Im gefühlt ausverkauften Kölner E-Werk, präsentiert die Band ihr aktuelles, von Bargeld als ihre Berlin-Platte betiteltes Album „Alles in allem“. Mit zehn Stücken stellt es auch den Löwenanteil der Setlist am heutigen Abend. Vor einem großen weißen Vorhang – ohne Kunstnebel oder ähnliche Sperenzchen – spielt die Band ausschließlich Material aus der Phase nach ihrem großen 2000er Album „Silence Is Sexy“. Mit der Platte haben sich die NEUBAUTEN, das kann man ohne Diskussion behaupten, damals neu erfunden. Ähnlich wie Bargelds ehemaliger BAD SEEDS Vorsitzender Nick Cave mit seinem Meta-Meisterwerk „Push the Sky Away“. Dem anwesenden Publikum, das nicht nur optisch zu großen Teilen eindeutig einen Punk-, Hobbythek-, oder anderen Avantgarde-Hintergrund besitzt, gefällt das anscheinend nur teilweise. Zwischenrufe fordern älteres Material, wie „Sehnsucht“ vom 1981er Album „Kollaps“. Bargeld (der in den letzten Jahren immer putziger wird) meint darauf, dass das Lied „ja von RAMMSTEIN wäre und sie es gar nicht spielen könnten“. Bei der Aufführung von „Sonnenbarke“ sagt jemand neben mir, dass er lieber „Halber Mensch“ hören würde. Ich denke kurz, dass ich lieber „Sonnendeck“ hören würde. Bargeld geht aber mit den eigentlich ganz charmanten Zwischenrufern (warum machen das eigentlich fast immer nur Typen?) ebenfalls sehr charmant und schlagfertig um. Der heimliche Held des Abends ist aber auf jeden Fall Alexander Hacke. Der sieht in seinem Outfit aus, wie eine Kiezgröße mit großem Herz, der dir aber jederzeit, wenn du ihm dumm kommen solltest, eine reinhauen würde. Aber dir danach ein Bier (oder den Krankenwagen) bestellt.

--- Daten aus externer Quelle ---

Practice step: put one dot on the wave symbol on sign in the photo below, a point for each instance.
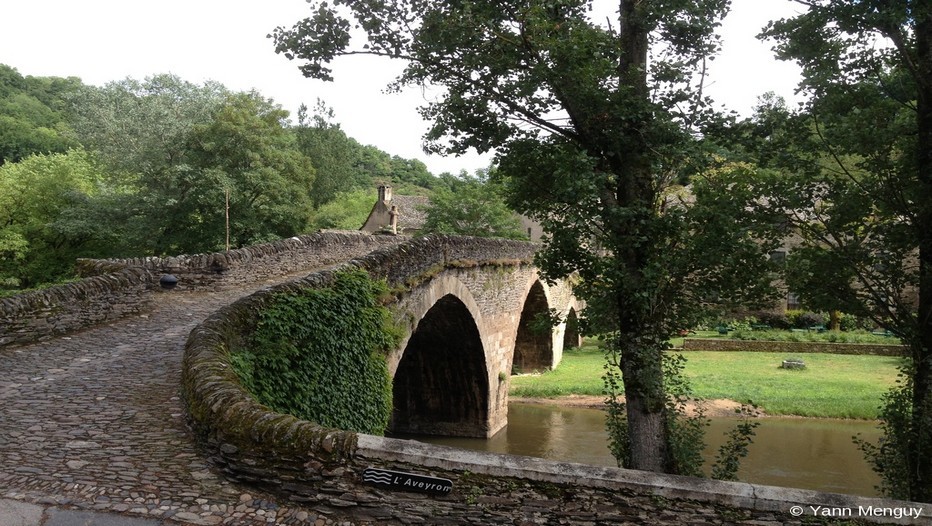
(377, 477)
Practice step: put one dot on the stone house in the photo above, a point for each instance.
(396, 214)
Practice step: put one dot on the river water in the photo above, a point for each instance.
(815, 454)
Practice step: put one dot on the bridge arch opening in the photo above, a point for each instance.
(441, 386)
(534, 340)
(571, 337)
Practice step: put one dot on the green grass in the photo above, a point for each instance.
(831, 385)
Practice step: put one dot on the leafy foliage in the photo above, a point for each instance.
(472, 206)
(246, 150)
(332, 153)
(32, 119)
(49, 216)
(319, 354)
(347, 211)
(859, 153)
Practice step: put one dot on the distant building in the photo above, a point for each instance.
(396, 214)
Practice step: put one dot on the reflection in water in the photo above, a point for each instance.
(813, 454)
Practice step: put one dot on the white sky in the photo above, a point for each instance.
(225, 40)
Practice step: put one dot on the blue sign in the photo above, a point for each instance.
(399, 481)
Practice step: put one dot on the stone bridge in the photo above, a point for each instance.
(102, 422)
(470, 326)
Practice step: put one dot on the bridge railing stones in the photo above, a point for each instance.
(114, 288)
(323, 468)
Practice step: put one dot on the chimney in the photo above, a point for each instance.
(385, 193)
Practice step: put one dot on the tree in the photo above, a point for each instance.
(142, 131)
(31, 116)
(331, 151)
(347, 211)
(471, 206)
(861, 153)
(48, 218)
(592, 138)
(247, 151)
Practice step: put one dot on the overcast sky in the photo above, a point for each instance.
(225, 40)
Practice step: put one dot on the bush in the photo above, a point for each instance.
(776, 320)
(809, 319)
(319, 354)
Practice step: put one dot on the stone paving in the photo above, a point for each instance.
(93, 422)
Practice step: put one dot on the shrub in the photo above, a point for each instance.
(319, 354)
(809, 319)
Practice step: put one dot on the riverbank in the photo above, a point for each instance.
(830, 385)
(719, 408)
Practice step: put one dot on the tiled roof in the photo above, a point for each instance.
(411, 211)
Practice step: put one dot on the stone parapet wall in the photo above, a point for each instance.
(37, 315)
(253, 263)
(323, 468)
(114, 288)
(713, 344)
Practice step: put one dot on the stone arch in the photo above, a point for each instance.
(533, 342)
(441, 384)
(571, 337)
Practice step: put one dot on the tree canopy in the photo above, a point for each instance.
(472, 206)
(855, 181)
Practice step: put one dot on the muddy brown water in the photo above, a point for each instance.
(806, 453)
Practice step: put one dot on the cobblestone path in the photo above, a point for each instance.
(93, 421)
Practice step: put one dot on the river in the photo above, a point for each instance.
(807, 453)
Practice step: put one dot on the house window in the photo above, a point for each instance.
(792, 301)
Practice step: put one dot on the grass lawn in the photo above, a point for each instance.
(831, 385)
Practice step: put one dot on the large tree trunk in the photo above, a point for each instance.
(641, 367)
(921, 453)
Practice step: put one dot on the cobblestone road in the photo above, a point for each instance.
(93, 421)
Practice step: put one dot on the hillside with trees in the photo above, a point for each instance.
(151, 167)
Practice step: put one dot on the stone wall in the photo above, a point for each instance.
(42, 314)
(253, 263)
(115, 288)
(323, 468)
(713, 344)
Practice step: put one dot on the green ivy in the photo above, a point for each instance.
(319, 354)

Vor dem Köln-Konzert waren die Setlists der letzten Konzerte nahezu identisch. Um so erfreulicher und überraschender ist es, als die NEUBAUTEN zu ihrem Zugabenteil ansetzen, und eben nicht ihr meistgestreamtes Lied „Sabrina“ folgt, sondern u.a. das ordentlich scheppernde „Let’s Do It a Dada“. Bargeld kündigt vorher an, dass er „keine Ahnung hat, was jetzt folgt“. Man glaubt es ihm. Jetzt kommt auch der weiße Bühnen-Hintergrund zum Einsatz. Die Band wird von vorne synchron zur Musik aus verschiedenen Perspektiven angeleuchtet, und somit ihre Umrisse auf verschiedene Leinwand-Positionen projiziert. Bei der hohen Bühnenhöhe des E-Werks ist das ein zwar sehr einfacher, aber wirklich spektakulärer Effekt. Für einen kurzen Moment wähnt man sich in einer ehemaligen Fabrikhalle im frühen 1980er Westberlin. Das gefällt den meisten Zuschauern auch sehr gut.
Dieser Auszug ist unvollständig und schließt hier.